Almost as soon as James climbed into the backseat, Charlie gripped his hand tightly. He looked as terrified as James felt. As Charlie’s dad started the car, James started to protest. “Wait, the broadcast said not to leave-”

“Fuck the broadcast,” Charlie’s dad said, and James was startled by his language. Him and Charlie were 12, and while swearing wasn’t new to either of them Charlie’s parents certainly never did it in front of them. “We need to get out of here before all hell breaks loose.”

“Dad, what’s going on?” Charlie asked, voice quivering. His dad turned down the radio which was still blaring the emergency broadcast. 

“One of my coworkers came in looking deathly pale today,” Charlie’s dad said as he drove, the streets filling up quickly with cars despite the lockdown warning. The sound of horns blaring at each other was muffled by Charlie’s mom rolling up the windows. “A few hours later, he attacked someone else. He  _ bit her _ , tore her flesh right off her skin and didn’t even blink when she screamed. I…” Charlie’s dad white-knuckled the steering wheel. “I had to take care of him. We went to call the cops, but the lines were dead. When we went outside for help, it was chaos.

“Staying around here and following the lockdown procedure is only going to get us killed.” Charlie’s dad’s voice was firm, leaving no room for argument. “We’re gonna get out of town, stay in a motel and ride it out until the military takes care of this.”

James’ fingers moved over his food truck ID that he kept in his pocket, right next to the Polaroid of him and Charlie they had taken earlier. “What about my parents?” James’ voice was soft, and Charlie’s mother gave him a sympathetic look in the rearview mirror.

“I think they’ll be okay, dear,” she said. She was lying, and James knew it. He chose to believe her anyway.

James’ head dropped onto Charlie’s shoulder, and his eyes fluttered shut as Charlie whispered, “It’ll be alright, Jem.” James forced back the tears that threatened to fall and instead held onto Charlie’s words.

_ It’ll be alright. _

\---

They never made it to the motel.

In fact, they’d never made it out of the city. The traffic had come to a total standstill, and police were nowhere to be seen. All too busy dealing with the sick people. When a few sick people broke the windows of the car ahead of them and pulled the passengers out, they realized they weren’t safe.

James only saw a glimpse of blood before he was pulled away, but he couldn’t erase the screams of the strangers from his mind.

The four of them ran into a warehouse, seemingly abandoned judging by how dark and empty it was.

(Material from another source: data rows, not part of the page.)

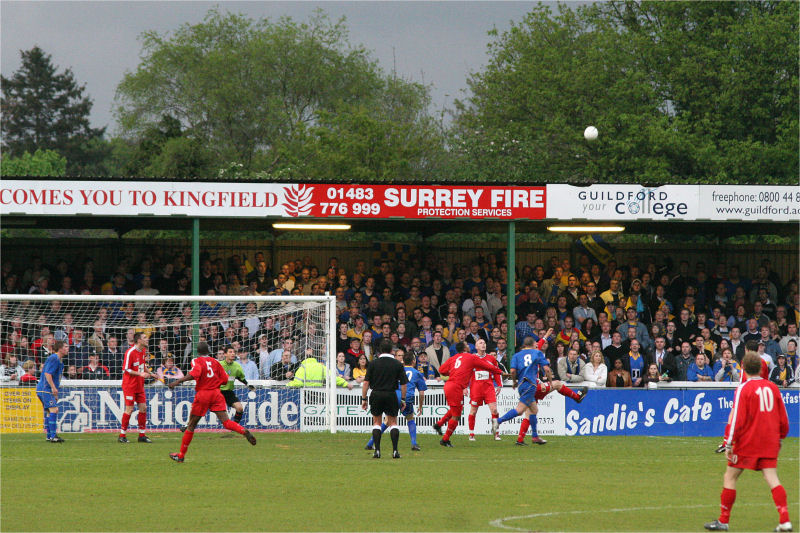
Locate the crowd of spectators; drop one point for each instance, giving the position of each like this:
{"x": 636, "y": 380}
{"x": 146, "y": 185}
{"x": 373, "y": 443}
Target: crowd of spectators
{"x": 626, "y": 325}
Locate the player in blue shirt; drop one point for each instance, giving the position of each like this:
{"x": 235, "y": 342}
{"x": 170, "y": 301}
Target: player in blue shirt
{"x": 525, "y": 368}
{"x": 47, "y": 389}
{"x": 416, "y": 382}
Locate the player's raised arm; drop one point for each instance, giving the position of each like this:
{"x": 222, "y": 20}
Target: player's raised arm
{"x": 485, "y": 365}
{"x": 186, "y": 377}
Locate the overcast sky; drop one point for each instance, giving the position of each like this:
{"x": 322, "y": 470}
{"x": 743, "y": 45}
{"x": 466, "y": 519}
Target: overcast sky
{"x": 438, "y": 43}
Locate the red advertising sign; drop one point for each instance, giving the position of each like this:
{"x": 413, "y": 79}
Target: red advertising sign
{"x": 419, "y": 201}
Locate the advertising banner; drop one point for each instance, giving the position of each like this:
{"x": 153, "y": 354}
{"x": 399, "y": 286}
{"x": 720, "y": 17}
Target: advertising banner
{"x": 418, "y": 201}
{"x": 673, "y": 412}
{"x": 749, "y": 202}
{"x": 131, "y": 198}
{"x": 351, "y": 418}
{"x": 100, "y": 408}
{"x": 622, "y": 202}
{"x": 203, "y": 199}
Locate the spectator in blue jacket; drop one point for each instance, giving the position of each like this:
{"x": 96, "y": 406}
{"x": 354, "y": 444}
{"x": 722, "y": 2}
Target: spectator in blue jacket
{"x": 699, "y": 370}
{"x": 726, "y": 368}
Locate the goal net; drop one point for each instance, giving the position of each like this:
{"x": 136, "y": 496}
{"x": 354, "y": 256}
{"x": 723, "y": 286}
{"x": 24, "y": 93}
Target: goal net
{"x": 270, "y": 335}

But they were wrong about that, too. A group of people surrounded them, a few with guns and others with knives.

“Are you bitten?” One of them asked, eyes wild and hair a matted mess. As one of the people with a gun itched closer to Charlie and James, Charlie stepped forward, putting James behind him. Always had to be the hero.

Charlie’s dad shook his head. “No. We’re not sick.”

A couple of people checked them over to be safe, but the mob backed off once they saw for themselves that they weren’t sick. “You’re welcome to stay here with us until this disaster is sorted out,” a woman with scary eyes and long blonde hair said. Charlie’s parents, Charlie and James went off into a corner, huddling near each other.

Now that the chaos was over, James couldn’t seem to stop shaking. His shoulders trembled uncontrollably and tears burned the back of his eyes. They could still hear screaming outside, and his hands went to his ears to block it out. No one stopped him, not even Charlie, who seemed too numb to move.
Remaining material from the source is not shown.